Massive boost for dairy farmers


QUEENSLAND'S struggling dairy farmers have wrestled back some bargaining power after processors were forced to publish their prices for the next 12 months online.

Maleny Dairies owner Ross Hopper said Monday's move was a massive boost for the industry after a disastrous 2019, when an average of one Queensland dairy farmer a week quit.

Coinciding with world milk day, the changes were a key plank of the Morrison Government's mandatory code of conduct which kicked into gear on January 1 to smash bargaining power imbalances along the supply chain.

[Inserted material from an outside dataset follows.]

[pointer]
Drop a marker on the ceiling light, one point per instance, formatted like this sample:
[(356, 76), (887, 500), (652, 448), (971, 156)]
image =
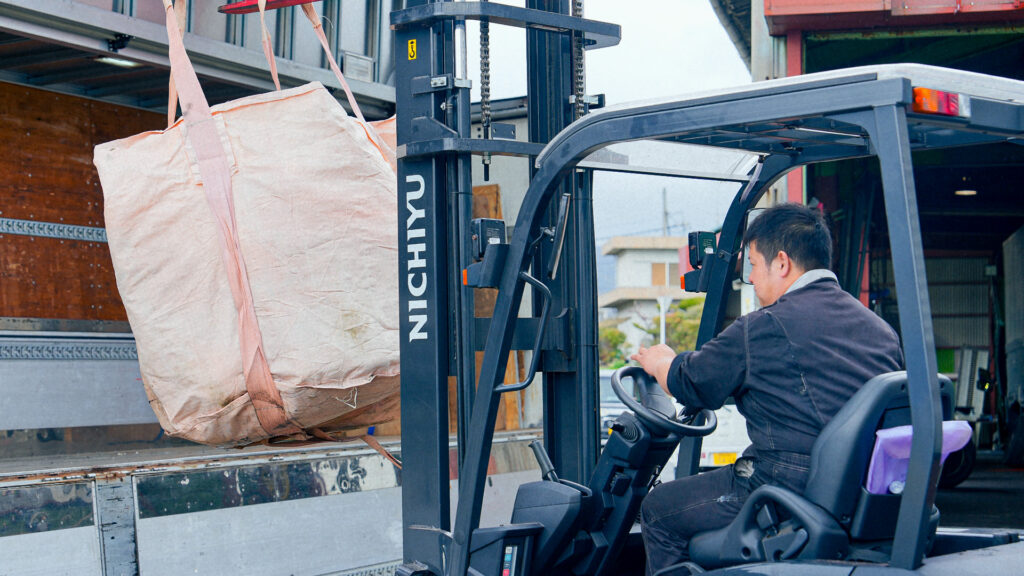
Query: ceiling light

Owners of Maleny Dairy Ross and Sally Hopper with kids Rascal, 13, Cheeky, 10, Rescue, 12, and Ruckus, 9. Picture: Lachie Millard
Owners of Maleny Dairy Ross and Sally Hopper with kids Rascal, 13, Cheeky, 10, Rescue, 12, and Ruckus, 9. Picture: Lachie Millard


Mr Hopper welcomed the spotlight being thrown on a complex pricing system that has left many farmers struggling to meet their production costs.

"There are processors out there who aren't looking after the farmers hence why the dairy industry is in such dire straits at the moment," he said.

Queensland Dairy Organisation president Brian Tessman said it was a "positive" move but would benefit farmers in southern states first because their contracts rolled over in July whereas most Queensland contracts were tied to the calendar year.

"It is positive, it's just at this stage there's no dramatic change to things in Queensland but the guys are watching it to see what different processors do with their contracts," he said.

Coinciding with the code of conduct coming wholly into effect, Woolworths announced it would extend its 10c per litre dairy levy for another 12 months.


Maleny Dairies. Picture: Lachie Millard
Maleny Dairies. Picture: Lachie Millard


Woolworths spokesman Paul Harker said this would deliver about $8.5 million to 160 Queensland dairy farmers alone.

But the move was slammed by the Coalition with Agriculture Minister David Littleproud savaging the major supermarkets as "abhorrent corporations" and Nationals Senator Susan McDonald labelling the levy as "tokenism".

"The major supermarkets are not looking behind the veil to see if processors are genuinely paying the farmers' cost of production or better," she said.

"If supermarkets won't put the levy across more than just homebrand milk, as representatives of these dairy farmers, (some colleagues and I) will push for the Food and Grocery Code of Conduct to be made compulsory, instead of voluntary."

The code has been in place since 2015 and Coles and Woolworths are currently signatories. A review in 2018 recommended it remain a voluntary code.